Cómo calcular el costo real de una ruta
Para una empresa que está evaluando migrar parte de su operación a intermodal, el primer paso no debería ser pedir una cotización ferroviaria. Debería ser construir una comparación de costo logístico total.
Una forma práctica de hacerlo es separar la evaluación en seis variables:
| Variable | Qué debería medir la empresa |
|---|---|
| Transporte | Tarifa de cada tramo, combustible, maniobras y servicios asociados |
| Tiempo | Tránsito puerta a puerta, no únicamente tiempo en carretera o ferrocarril |
| Inventario | Capital inmovilizado mientras la mercancía está en tránsito |
| Confiabilidad | Variación del tiempo de entrega y frecuencia de retrasos |
| Riesgo | Exposición a robo, accidentes, cierres o interrupciones |
| Capacidad | Disponibilidad de unidades, operadores, equipo y espacios |
A esta ecuación puede agregarse una séptima variable: costo de contingencia. Es decir, cuánto le cuesta a la empresa tener que reaccionar cuando una ruta deja de estar disponible. Esta variable suele quedar fuera de las cotizaciones, pero puede ser determinante para operaciones críticas.
¿Qué cargas deberían entrar primero al análisis?
No toda mercancía debe migrar a intermodal. La distancia sigue siendo importante, pero no es el único criterio. En México, especialistas del sector han señalado que la viabilidad depende también de factores como los tiempos requeridos, la orografía y las características de la operación.
Por eso, una primera selección podría considerar cuatro condiciones:
- Rutas largas y recurrentes.
Cuanto mayor sea la distancia y más estable sea la frecuencia, más oportunidades existen para distribuir el costo de las terminales y maniobras. - Cargas con demanda predecible.
La programación es una ventaja para el intermodal. Una operación con volúmenes relativamente constantes puede aprovechar mejor servicios con itinerarios definidos. - Mercancías cuyo costo de inventario sea manejable.
Si cada hora adicional de tránsito representa una pérdida considerable, la ecuación puede favorecer al autotransporte. - Corredores con infraestructura intermodal disponible.
No basta con que exista una vía ferroviaria. Hay que evaluar terminales, accesos, conexiones, frecuencias y capacidad de primera y última milla.
Aquí aparece un punto crítico: la distancia por sí sola no determina la conveniencia del intermodal.
Una ruta de 800 kilómetros puede ser una mala candidata si requiere múltiples maniobras y conexiones deficientes, mientras otra de menor distancia puede funcionar si cuenta con una operación estable y terminales eficientes.
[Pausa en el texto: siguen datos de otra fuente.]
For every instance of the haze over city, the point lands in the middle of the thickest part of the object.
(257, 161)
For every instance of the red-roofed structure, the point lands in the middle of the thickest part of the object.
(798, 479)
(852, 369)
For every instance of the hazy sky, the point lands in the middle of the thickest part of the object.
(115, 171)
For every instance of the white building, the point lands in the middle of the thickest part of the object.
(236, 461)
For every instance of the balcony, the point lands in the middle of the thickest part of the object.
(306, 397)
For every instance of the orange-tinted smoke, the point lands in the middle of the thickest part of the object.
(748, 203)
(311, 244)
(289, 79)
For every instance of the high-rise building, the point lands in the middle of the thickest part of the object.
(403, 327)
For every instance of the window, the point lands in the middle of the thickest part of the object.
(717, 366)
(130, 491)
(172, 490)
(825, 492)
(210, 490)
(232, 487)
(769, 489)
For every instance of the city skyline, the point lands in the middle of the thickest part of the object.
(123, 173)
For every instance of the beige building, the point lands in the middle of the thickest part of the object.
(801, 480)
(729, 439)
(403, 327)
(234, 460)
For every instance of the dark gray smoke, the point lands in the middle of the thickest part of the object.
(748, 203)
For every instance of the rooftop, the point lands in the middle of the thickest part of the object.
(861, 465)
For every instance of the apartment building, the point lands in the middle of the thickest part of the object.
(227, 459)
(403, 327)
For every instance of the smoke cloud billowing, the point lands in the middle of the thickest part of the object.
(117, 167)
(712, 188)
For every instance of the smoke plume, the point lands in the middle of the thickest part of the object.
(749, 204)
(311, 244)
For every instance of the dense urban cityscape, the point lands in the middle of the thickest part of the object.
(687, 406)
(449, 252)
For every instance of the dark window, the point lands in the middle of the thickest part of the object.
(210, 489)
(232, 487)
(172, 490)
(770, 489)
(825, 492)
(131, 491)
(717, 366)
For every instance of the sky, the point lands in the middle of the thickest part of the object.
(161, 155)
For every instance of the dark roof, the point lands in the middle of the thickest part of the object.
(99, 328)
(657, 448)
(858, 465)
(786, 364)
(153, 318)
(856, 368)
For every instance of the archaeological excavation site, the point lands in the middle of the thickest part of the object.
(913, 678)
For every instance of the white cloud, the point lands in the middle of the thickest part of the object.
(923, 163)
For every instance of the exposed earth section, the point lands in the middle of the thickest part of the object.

La oportunidad no es quitar camiones, sino utilizarlos mejor
El crecimiento de 30% del intermodal durante el primer semestre de 2026 no significa que México esté entrando en una etapa de sustitución del camión por el ferrocarril. Más bien muestra que existe espacio para redistribuir qué parte de la cadena hace cada modo.
Esto es particularmente relevante para México porque la presión sobre el autotransporte no proviene de una sola variable. Hay costos de combustible, disponibilidad de operadores, seguridad, infraestructura y capacidad. A esto se suma la necesidad de mantener corredores de comercio exterior cada vez más integrados con Estados Unidos y Canadá.
En ese escenario, mantener toda la red bajo un solo modo puede convertirse en una forma de concentración de riesgo. La estrategia no necesariamente consiste en convertir una ruta carretera en ferroviaria.
Puede consistir en diseñar una red en la que el camión deje de cargar con todo el recorrido.
Y ahí está la verdadera señal detrás del crecimiento intermodal: para evaluar una operación logística ya no basta con preguntar cuánto cuesta recorrer un kilómetro.
Hay que saber cuánto cuesta que una mercancía llegue, cuándo llega, con qué nivel de certidumbre y qué recursos tuvo que consumir la cadena para conseguirlo.
Para los directores de logística, esa diferencia puede convertir al intermodal de una alternativa de transporte en una herramienta de diseño de costos, capacidad y resiliencia de la red.